The deputy police commissioner was heavily criticized in June for asking Philadelphia police and Pennsylvania National Guard to ‘take a knee’ outside Philadelphia Police headquarters during a march calling for justice over the death of George Floyd. He was another black man killed in the custody of Minneapolis police officers on May 25.
U.S. Attorney for the Eastern District of Pennsylvania, Bill McSwain has been at loggerheads with the DA since he took office in April 2018. McSwain accused Krasner of lecturing him about justice reform and how traditional prosecutors got it all wrong.
“He said, ‘I think what went on here the last 20 years is terrible, and I’m here to burn it all down,’” McSwain said. “And the reason he wants to do that is he thinks the entire system … meaning the police, the whole criminal justice system, is racist and corrupt.”
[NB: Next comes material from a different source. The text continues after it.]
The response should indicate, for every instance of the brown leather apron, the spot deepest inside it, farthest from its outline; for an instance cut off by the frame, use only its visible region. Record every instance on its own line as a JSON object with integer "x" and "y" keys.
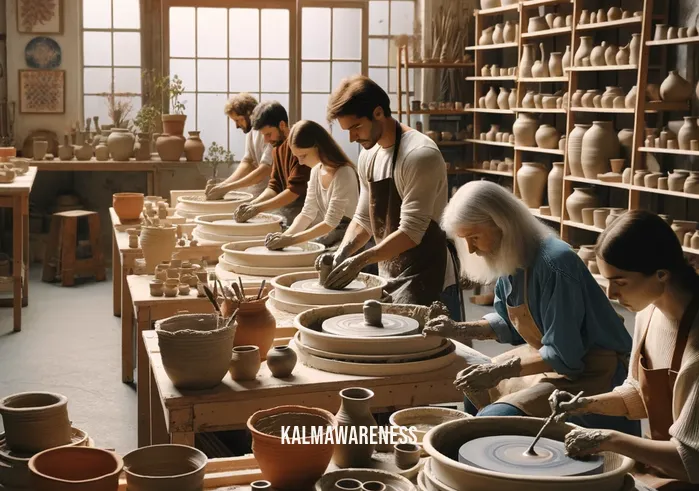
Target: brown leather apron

Krasner, who’s campaign was funded by liberal billionaire George Soros, promised to divert nonviolent offenders from prison and eliminate cash bail for some charges when he launched his campaign in downtown Philadelphia in early February.
More than a dozen political activists supported him, including Black Lives Matter leaders, Occupy Philly alumni, and Arch Street United Methodist Church pastors, among others, groups Krasner has defended in court.
“My biggest accomplishment has been to represent individuals as they faced the Goliath that government can be in order to make sure that they got fair trials and that their constitutional rights were preserved,” he said.